Quessako ? Jusqu’en 2014, le requérant qui obtenait l’annulation d’un acte administratif devant le Conseil d’Etat ne pouvait pas obtenir une compensation financière destinée à réparer le préjudice consécutif à l’illégalité constatée. Il devait s’adresser aux juges de l’ordre judiciaire. La 6e réforme de l’Etat a modifié l’article 144 de la Constitution et ajouté un article 11 bis aux lois coordonnées sur le Conseil d’Etat afin de permettre à la Haute Juridiction administrative d’accorder elle-même une telle indemnité « réparatrice ».

Cette réforme est entrée vigueur le 1er juillet 2014. Après 4 ans d’application, la Commission de droit public a estimé qu’il était temps de faire le point sur cette nouvelle notion.

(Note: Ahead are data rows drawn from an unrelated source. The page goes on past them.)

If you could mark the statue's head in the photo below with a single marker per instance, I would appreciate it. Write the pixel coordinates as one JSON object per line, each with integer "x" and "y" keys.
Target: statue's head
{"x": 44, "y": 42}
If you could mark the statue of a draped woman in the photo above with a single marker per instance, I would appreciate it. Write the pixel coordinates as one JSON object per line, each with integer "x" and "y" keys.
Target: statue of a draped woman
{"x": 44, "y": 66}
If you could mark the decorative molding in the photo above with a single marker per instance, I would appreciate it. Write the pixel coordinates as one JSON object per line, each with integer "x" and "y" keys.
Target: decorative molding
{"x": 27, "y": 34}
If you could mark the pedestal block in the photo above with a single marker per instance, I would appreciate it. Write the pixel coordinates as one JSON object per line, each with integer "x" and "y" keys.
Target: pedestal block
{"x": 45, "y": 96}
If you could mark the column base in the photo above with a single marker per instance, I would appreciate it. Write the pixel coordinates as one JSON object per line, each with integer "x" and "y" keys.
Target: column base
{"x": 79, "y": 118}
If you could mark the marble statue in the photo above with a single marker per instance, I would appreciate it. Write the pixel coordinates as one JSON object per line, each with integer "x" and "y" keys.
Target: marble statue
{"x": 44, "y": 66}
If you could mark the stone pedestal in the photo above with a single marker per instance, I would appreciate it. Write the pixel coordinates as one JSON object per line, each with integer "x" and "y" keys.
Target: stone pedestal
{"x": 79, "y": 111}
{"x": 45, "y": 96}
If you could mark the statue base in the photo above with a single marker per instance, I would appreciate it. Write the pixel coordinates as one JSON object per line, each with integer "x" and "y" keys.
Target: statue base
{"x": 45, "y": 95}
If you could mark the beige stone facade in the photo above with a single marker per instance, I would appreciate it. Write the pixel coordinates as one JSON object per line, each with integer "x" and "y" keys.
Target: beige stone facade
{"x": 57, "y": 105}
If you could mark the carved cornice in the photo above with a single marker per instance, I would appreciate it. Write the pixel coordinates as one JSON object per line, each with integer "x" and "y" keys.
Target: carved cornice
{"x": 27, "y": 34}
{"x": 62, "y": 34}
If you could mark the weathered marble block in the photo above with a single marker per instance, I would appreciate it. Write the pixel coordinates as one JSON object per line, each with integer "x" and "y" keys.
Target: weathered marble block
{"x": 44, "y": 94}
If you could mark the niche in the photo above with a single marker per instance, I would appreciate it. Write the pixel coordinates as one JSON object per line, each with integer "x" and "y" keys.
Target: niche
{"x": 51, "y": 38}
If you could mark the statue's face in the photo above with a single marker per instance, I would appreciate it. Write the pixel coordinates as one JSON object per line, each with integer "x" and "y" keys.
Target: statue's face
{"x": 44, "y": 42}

Ce colloque, organisé au Campus du Sart-Tilman de l’Université de Liège, a accueilli des orateurs de qualité, tels que M. Michel PÂQUES, ancien conseiller au Conseil d’Etat et nouvellement nommé juge à la Cour constitutionnelle, M. Luc DONNAY, auditeur au Conseil d’Etat, bien connu des plaideurs devant la Haute Juridiction, ou encore M. le professeur Bernard DUBUISSON, figure non moins connue de la matière de la responsabilité civile.

Le colloque faisait également la part belle aux praticiens avec l’intervention des confrères suivants : M. le bâtonnier Pierre HENRY, Me Jean-Marc RIGAUX, Me Xavier CLOSE, Me Martin LAUWERS, Me Elisabeth KIEHL, Me Louis DEHIN ou encore Me Pierre LEJEUNE.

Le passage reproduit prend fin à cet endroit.